Clinical symptoms and radiological findings in peritoneal tuberculosis are highly variable and non-specific, and they overlap with other diseases with very different prognoses and treatments, such as peritoneal carcinomatosis and Crohn’s disease. Hence, strong diagnostic suspicion is required.

Clinically, it is an insidious, disease with a long clinical course in which the most common signs and symptoms are fever, ascites, abdominal pain and weight loss.4

Most studies have suggested that CT does not distinguish between tuberculosis and peritoneal carcinomatosis,5 as in our case. Images such as peritoneal thickening and ascites are usually useful for diagnosis but may also overlap with other diseases.

Ascitic fluid testing is one of the diagnostic tests available for peritoneal tuberculosis. Ascitic fluid is usually an exudate, with lymphocytosis, but acid–alcohol-fast bacilli (AAFB) are detected in the culture in only 25% of cases. Adenosine desaminase (ADA) is the most commonly used biomarker to diagnose tuberculosis. A diagnosis of tuberculosis is generally accepted and, as a result, empirical antituberculous treatment is started in patients with consistent signs and symptoms. In this case, it was not tested, since this possibility was not clinically suspected.

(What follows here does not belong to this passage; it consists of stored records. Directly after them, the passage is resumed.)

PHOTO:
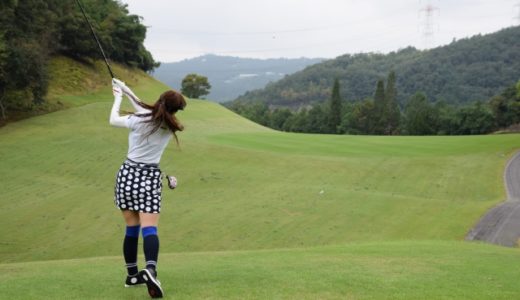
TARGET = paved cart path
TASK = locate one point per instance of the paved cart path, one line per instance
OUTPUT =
(501, 225)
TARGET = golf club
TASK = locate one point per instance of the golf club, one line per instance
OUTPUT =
(95, 37)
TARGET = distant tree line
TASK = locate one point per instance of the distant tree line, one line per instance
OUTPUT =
(31, 31)
(382, 115)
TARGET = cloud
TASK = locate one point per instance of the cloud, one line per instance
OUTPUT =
(310, 28)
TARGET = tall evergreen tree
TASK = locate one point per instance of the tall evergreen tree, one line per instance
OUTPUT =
(335, 108)
(392, 112)
(380, 119)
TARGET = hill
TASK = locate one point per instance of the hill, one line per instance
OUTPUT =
(239, 188)
(231, 76)
(257, 213)
(466, 70)
(383, 270)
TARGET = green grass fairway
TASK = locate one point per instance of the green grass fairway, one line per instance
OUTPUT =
(241, 186)
(257, 214)
(396, 270)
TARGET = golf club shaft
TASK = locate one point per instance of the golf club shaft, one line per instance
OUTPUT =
(95, 37)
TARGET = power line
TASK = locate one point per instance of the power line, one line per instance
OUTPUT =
(428, 26)
(518, 14)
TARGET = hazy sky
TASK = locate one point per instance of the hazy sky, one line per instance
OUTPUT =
(312, 28)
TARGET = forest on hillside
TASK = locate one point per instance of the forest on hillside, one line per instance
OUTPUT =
(382, 114)
(467, 70)
(32, 31)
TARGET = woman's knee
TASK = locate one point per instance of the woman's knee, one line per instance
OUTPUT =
(148, 219)
(131, 217)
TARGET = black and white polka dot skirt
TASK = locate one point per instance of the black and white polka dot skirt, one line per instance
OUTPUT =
(138, 187)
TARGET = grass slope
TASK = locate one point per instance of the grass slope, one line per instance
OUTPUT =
(390, 270)
(349, 210)
(242, 186)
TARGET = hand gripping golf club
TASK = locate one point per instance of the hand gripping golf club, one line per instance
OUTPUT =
(95, 37)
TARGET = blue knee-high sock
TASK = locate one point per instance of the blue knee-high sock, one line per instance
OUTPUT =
(150, 246)
(130, 249)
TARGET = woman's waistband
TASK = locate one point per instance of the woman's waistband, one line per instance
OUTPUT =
(135, 164)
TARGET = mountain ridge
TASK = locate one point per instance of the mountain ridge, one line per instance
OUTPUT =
(463, 71)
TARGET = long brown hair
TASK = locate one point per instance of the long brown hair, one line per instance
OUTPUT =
(163, 112)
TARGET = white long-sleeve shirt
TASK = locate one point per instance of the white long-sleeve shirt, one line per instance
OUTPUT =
(141, 146)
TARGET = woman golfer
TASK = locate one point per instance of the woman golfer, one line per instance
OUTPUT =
(138, 184)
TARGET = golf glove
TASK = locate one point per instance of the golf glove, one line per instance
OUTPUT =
(116, 90)
(124, 88)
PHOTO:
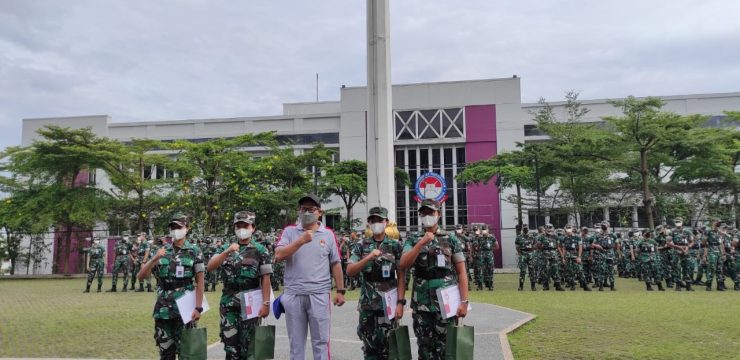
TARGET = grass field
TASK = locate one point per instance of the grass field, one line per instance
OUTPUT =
(52, 318)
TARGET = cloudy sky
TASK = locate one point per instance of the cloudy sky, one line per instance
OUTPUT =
(158, 60)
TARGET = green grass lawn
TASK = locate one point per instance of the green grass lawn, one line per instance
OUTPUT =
(53, 318)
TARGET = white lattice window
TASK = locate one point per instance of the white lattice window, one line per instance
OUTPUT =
(429, 124)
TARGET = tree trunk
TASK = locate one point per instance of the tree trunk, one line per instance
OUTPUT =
(647, 199)
(519, 204)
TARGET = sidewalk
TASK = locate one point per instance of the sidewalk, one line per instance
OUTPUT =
(491, 323)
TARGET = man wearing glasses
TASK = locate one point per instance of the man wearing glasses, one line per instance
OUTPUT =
(309, 248)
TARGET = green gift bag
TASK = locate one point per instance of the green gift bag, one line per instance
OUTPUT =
(193, 344)
(399, 345)
(460, 342)
(262, 344)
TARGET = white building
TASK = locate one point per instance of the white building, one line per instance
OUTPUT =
(439, 127)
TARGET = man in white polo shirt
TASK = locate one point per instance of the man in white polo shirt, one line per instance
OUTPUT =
(310, 250)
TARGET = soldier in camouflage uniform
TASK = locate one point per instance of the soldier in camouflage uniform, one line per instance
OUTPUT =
(95, 264)
(679, 244)
(245, 266)
(525, 244)
(376, 261)
(603, 249)
(650, 262)
(550, 259)
(140, 253)
(121, 263)
(467, 250)
(438, 262)
(178, 267)
(714, 251)
(662, 236)
(571, 247)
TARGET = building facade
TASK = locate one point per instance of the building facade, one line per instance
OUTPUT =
(438, 128)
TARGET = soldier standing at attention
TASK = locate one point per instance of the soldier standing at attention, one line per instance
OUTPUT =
(376, 261)
(572, 247)
(438, 262)
(121, 263)
(680, 244)
(141, 257)
(178, 267)
(245, 266)
(95, 264)
(603, 250)
(525, 250)
(650, 262)
(550, 258)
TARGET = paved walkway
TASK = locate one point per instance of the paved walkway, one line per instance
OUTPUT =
(491, 323)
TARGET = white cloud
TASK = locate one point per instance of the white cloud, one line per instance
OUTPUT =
(144, 60)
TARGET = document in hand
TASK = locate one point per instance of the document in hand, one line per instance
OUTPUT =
(186, 305)
(449, 301)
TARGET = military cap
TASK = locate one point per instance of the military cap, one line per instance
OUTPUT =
(429, 203)
(179, 218)
(310, 197)
(244, 216)
(378, 211)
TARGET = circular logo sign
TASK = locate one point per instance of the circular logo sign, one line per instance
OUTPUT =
(431, 186)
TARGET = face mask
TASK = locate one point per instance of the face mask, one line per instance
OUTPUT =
(377, 228)
(428, 221)
(243, 233)
(308, 218)
(178, 234)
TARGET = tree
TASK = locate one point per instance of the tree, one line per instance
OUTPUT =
(347, 180)
(55, 170)
(645, 136)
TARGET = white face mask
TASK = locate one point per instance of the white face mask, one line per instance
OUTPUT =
(377, 228)
(428, 221)
(178, 234)
(243, 233)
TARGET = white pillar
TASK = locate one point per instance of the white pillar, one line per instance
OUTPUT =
(380, 181)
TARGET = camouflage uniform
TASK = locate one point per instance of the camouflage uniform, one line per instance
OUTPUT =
(680, 261)
(525, 260)
(121, 264)
(167, 322)
(429, 326)
(241, 271)
(550, 261)
(650, 263)
(374, 325)
(604, 259)
(97, 265)
(572, 246)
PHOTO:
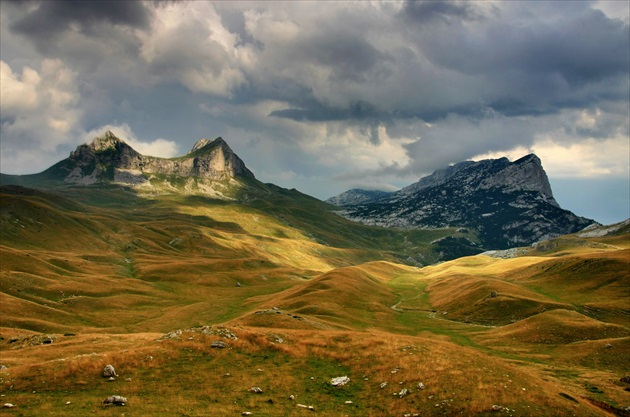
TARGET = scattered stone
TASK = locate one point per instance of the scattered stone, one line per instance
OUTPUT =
(402, 392)
(339, 381)
(115, 400)
(109, 371)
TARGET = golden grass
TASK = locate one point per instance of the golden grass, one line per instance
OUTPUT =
(106, 283)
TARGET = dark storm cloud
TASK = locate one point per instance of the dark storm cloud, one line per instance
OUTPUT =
(541, 68)
(318, 112)
(348, 56)
(42, 21)
(425, 11)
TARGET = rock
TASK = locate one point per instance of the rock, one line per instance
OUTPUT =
(115, 400)
(339, 381)
(109, 372)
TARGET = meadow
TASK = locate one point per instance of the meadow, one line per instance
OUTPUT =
(298, 296)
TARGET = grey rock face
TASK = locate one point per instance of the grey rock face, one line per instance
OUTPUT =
(109, 159)
(510, 204)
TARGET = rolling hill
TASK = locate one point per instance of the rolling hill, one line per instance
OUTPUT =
(198, 296)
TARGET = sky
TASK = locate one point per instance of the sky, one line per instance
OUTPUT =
(329, 96)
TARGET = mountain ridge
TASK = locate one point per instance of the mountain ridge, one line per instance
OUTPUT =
(510, 203)
(110, 159)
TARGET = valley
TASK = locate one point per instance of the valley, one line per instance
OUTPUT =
(197, 297)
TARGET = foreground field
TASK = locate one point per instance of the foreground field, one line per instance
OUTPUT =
(197, 305)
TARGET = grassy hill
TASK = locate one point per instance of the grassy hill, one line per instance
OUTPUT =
(150, 282)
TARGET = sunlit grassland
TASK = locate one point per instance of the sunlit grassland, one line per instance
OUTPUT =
(310, 297)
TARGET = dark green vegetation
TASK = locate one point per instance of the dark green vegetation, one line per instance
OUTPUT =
(96, 275)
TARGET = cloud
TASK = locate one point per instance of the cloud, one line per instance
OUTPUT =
(189, 43)
(39, 110)
(44, 21)
(351, 93)
(425, 11)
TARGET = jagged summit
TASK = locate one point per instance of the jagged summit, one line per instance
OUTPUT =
(510, 203)
(109, 159)
(107, 141)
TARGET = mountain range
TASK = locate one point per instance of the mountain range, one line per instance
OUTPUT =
(507, 204)
(510, 203)
(213, 293)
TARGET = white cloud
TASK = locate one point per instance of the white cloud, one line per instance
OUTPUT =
(187, 42)
(40, 112)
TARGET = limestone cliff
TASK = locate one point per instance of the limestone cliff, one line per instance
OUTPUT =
(509, 203)
(109, 159)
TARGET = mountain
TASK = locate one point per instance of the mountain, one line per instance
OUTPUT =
(510, 203)
(110, 160)
(200, 302)
(356, 196)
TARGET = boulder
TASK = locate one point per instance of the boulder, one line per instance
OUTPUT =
(115, 400)
(339, 381)
(109, 372)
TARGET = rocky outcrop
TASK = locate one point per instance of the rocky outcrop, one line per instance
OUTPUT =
(357, 196)
(509, 203)
(109, 159)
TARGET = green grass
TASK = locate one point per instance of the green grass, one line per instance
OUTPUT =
(117, 269)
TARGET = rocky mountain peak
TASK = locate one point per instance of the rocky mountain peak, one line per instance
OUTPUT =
(509, 203)
(200, 144)
(107, 141)
(109, 159)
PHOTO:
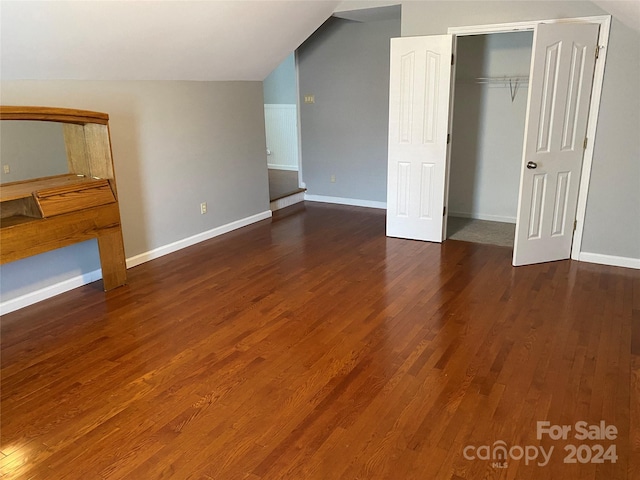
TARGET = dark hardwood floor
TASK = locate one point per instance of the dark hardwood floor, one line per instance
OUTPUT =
(314, 347)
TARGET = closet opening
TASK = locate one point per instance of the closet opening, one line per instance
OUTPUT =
(491, 89)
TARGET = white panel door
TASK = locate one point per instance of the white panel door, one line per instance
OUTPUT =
(420, 83)
(559, 92)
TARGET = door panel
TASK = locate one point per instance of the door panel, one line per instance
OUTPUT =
(559, 92)
(420, 82)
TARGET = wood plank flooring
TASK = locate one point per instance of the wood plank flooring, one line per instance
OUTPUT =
(314, 347)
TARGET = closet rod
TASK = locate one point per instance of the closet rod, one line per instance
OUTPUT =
(505, 80)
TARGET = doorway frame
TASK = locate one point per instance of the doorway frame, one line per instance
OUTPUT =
(594, 105)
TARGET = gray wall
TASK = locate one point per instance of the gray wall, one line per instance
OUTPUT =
(612, 223)
(280, 86)
(175, 145)
(488, 126)
(31, 150)
(344, 133)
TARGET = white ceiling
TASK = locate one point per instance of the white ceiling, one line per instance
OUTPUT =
(153, 40)
(174, 40)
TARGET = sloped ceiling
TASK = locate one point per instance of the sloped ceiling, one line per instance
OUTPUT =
(152, 40)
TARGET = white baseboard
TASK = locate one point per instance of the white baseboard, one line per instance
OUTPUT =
(200, 237)
(610, 260)
(286, 201)
(75, 282)
(275, 166)
(49, 291)
(481, 216)
(356, 202)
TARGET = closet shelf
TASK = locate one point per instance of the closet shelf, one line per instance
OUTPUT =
(504, 80)
(512, 82)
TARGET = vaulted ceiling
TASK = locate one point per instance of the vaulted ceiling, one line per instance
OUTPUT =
(153, 40)
(172, 40)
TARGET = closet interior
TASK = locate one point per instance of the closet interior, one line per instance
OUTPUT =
(491, 88)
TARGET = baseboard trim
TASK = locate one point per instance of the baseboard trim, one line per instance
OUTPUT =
(612, 260)
(481, 216)
(276, 166)
(80, 280)
(49, 291)
(200, 237)
(356, 202)
(286, 201)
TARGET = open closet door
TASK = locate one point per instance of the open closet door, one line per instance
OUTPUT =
(420, 83)
(562, 67)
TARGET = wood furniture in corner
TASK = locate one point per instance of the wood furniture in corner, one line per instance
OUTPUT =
(43, 214)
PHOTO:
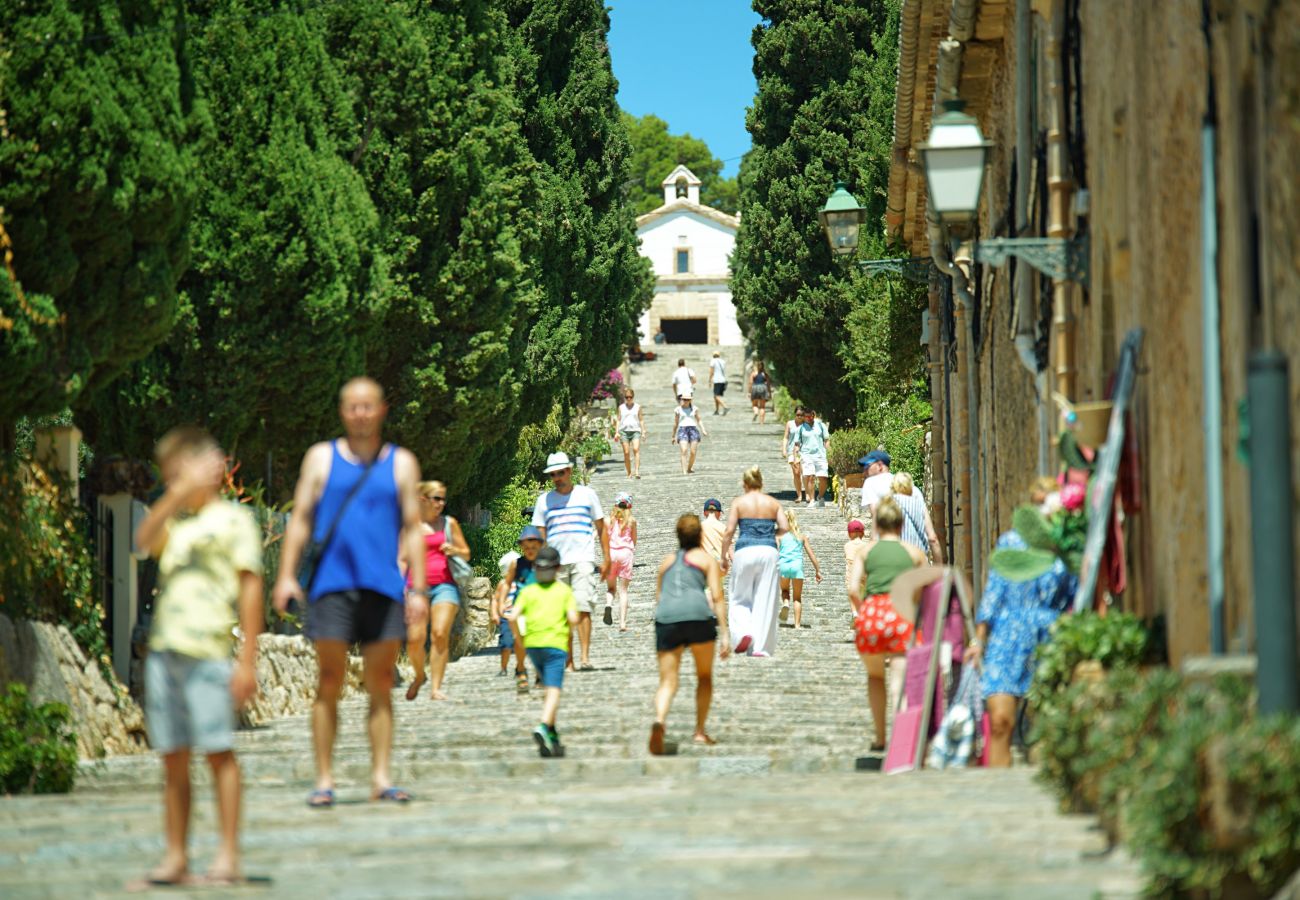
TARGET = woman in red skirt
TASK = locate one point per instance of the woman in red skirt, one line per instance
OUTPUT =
(878, 628)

As the yield of peritoneal fluid culture is usually low and MT grows slowly, the diagnosis generally requires a laparoscopic or laparotomic peritoneal biopsy.3

As part of the diagnostic study in patients with suspected peritoneal tuberculosis, surgical biopsy has a high diagnostic yield and in many cases is needed to hasten diagnosis, as well as treatment, thus reducing the disease’s morbidity and mortality.